Questo è un breve riassunto di Jia Nian Hua (Angels wear White), film di Vivian Qu in concorso a Venezia74. La regista cinese, in questo suo secondo lungometraggio, si sofferma sull’essere una donna nella Cina odierna, tema che affronta con estrema delicatezza tanto da oscurare lo stupro perché non è necessario mostrare la brutalità dell’atto per coglierne la tragedia.
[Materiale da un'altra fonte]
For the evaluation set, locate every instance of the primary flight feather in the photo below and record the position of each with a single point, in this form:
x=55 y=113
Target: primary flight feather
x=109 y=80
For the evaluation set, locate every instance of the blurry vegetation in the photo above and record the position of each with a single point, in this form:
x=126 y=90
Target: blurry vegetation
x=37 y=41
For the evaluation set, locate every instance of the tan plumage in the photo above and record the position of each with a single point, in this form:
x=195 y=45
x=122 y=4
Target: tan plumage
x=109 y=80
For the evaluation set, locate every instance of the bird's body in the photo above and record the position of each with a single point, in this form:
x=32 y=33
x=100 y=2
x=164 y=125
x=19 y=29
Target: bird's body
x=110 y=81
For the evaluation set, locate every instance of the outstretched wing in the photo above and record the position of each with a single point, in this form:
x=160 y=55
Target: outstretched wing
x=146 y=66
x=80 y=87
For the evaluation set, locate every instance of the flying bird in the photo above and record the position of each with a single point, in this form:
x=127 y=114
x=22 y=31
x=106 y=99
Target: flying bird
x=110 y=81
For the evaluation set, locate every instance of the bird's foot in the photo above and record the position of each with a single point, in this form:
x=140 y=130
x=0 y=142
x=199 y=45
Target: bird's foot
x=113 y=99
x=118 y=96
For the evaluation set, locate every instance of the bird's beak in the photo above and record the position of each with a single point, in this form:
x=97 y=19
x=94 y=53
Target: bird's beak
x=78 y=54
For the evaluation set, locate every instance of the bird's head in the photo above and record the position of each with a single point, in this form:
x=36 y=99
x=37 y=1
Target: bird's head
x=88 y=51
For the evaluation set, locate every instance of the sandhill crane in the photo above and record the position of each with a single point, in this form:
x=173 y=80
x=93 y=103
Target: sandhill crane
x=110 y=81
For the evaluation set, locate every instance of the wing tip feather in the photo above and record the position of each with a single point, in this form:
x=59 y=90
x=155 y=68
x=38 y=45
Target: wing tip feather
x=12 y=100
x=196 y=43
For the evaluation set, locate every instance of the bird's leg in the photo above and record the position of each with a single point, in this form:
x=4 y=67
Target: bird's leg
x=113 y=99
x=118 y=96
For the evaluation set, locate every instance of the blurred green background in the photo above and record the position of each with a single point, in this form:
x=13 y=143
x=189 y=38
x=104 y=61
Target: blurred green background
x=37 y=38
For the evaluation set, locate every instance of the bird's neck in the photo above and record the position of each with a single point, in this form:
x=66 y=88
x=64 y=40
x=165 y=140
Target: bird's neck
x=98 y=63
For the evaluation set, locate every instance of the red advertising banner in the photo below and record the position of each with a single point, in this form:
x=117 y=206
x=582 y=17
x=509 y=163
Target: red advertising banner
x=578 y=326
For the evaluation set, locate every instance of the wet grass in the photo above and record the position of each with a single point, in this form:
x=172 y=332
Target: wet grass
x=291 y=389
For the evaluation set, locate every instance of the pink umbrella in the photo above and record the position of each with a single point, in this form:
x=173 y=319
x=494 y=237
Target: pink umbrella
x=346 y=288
Tre sono le generazioni coinvolte: l’infanzia rappresentata da Wen, l’adolescenza della receptionist Mia e l’età adulta personificata dalla figura della madre della vittima. Tre generazioni, tre modi diversi di reagire ed affrontare la vita, eppure tre voci che non vengono minimamente ascoltate. La donna viene ridimensionata e strumentalizzata in quanto oggetto del desiderio, non è nulla di più di un’icona di bellezza, metafora che si può cogliere dalla mastodontica statua di Marilyn Monroe che spesso viene mostrata nella pellicola nell’iconica posa col vestito bianco del film Quando la moglie è in vacanza. È l’uomo il solo a detenere il potere, che sia un agente di polizia, il gestore di un motel od il carnefice dello stupro, è solo la loro parola ad avere il diritto di essere ascoltata.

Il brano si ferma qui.